А. В. Лавров является постоянным участником серийных изданий РАН — «Литературное наследство», «Памятники культуры. Новые открытия», «Ежегодник Рукописного отдела Пушкинского Дома». Он член редакционных коллегий энциклопедического издания «Русские писатели 1800–1917. Биографический словарь», издательских серий «Литературные памятники», «Новая библиотека поэта», «Современная западная русистика», «Новое литературное обозрение» и ряда других.

Скептикам, утверждающим, что современная Россия ничем не отличается от Советского Союза образца семидесятых, можно ответить одним скромным, но выразительным примером.
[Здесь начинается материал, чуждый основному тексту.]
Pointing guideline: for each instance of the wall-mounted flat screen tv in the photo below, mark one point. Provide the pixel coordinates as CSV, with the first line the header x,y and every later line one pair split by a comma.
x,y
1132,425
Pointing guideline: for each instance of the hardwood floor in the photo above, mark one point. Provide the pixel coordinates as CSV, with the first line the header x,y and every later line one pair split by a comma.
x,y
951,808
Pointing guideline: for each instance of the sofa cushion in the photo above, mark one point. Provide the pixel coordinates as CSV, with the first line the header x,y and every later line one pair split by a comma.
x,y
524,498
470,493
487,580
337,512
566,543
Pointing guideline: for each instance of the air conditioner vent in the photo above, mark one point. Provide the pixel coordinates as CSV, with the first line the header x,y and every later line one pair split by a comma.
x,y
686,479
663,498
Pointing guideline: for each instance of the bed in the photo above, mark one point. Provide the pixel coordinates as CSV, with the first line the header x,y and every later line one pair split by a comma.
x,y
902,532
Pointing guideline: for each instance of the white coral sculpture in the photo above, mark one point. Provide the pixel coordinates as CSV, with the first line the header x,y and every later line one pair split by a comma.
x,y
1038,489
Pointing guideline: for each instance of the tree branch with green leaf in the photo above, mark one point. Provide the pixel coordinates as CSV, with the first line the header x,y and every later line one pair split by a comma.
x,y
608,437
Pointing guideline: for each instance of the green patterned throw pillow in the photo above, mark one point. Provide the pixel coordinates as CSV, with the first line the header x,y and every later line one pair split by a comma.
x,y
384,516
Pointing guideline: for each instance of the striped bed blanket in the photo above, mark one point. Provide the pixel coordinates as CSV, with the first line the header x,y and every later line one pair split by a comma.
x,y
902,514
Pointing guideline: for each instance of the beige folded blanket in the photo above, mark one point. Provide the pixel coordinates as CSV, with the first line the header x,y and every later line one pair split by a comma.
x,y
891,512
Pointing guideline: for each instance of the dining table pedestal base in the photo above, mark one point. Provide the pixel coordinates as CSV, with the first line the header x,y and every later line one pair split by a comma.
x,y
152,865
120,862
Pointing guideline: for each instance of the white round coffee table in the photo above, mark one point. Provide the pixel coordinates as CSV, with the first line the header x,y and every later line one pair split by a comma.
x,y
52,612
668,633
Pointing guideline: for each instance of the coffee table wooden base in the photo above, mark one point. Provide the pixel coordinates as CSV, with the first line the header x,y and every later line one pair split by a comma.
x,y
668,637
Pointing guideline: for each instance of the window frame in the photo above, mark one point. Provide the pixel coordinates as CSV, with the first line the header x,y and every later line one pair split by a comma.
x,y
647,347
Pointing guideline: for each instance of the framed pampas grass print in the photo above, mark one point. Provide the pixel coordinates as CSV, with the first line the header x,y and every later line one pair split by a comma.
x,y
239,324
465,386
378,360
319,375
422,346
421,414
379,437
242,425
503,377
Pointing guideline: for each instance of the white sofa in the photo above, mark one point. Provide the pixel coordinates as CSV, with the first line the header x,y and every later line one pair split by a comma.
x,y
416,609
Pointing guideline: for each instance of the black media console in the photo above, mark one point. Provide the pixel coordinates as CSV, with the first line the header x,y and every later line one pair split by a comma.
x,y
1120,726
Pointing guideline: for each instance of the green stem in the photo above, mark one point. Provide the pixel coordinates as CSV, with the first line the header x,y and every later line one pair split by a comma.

Если в 1982 году по доносу нескольких пушкинодомцев Лавров вместе с К. Д. Муратовой и В. А. Баскаковым был объявлен участником сионистского заговора, то сейчас, накануне юбилея, он избран действительным членом РАН.

Мне хотелось бы завершить этот скромный очерк, несколько перефразировав самого Лаврова, писавшего в одной из первых своих статей, опубликованной в далеком 1975 году: «На этом фоне образ Сковороды, которым Андрей Белый заключает свой роман, выделяется удивительной многозначностью, глубокой внутренней связью с творческими исканиями автора, с духовными устремлениями XX века»[1]. На фоне выдающихся исследований великих филологов второй половины XX столетия образы писателей русского модернизма, созданные А. В. Лавровым, выделяются удивительной многозначностью, глубокой внутренней связью с творческими исканиями авторов, с духовными устремлениями эпохи.

Для многочисленных друзей Александра Васильевича он всегда был Лаврушей. Трудно, особенно накануне юбилея, называть академика Лаврушей, легко называть Лаврушу академиком. Ибо — кто же, если не он.

Всеволод Багно

Так было

В сентябре 1966 года я студентом приехал в Советский Союз на десять месяцев по обмену для работы над диссертацией о поэзии Андрея Белого. За время пребывания в Ленинграде и Москве мне посчастливилось познакомиться и сблизиться с последними представителями старой литературной интеллигенции — такими незабываемыми людьми, как мой научный руководитель Д. Е. Максимов, Л. Я. Гинзбург, Н. Я. Берковский, Б. Я. Бухштаб, Н. Я. Мандельштам, Т. Ю. Хмельницкая и Э. Л. Линецкая, — называю лишь тех, к кому я особенно привязался; а также с не менее замечательной компанией критиков и ученых младшего поколения, некоторые из которых, как Костя Азадовский и Яша Гордин, и сейчас мои близкие друзья. Долгие разговоры с ними, часто прерывавшиеся всегда вежливыми, без малейшего высокомерия советами «а прочитайте-ка вот это…», были для меня такой школой истории русской литературы, о какой можно только мечтать.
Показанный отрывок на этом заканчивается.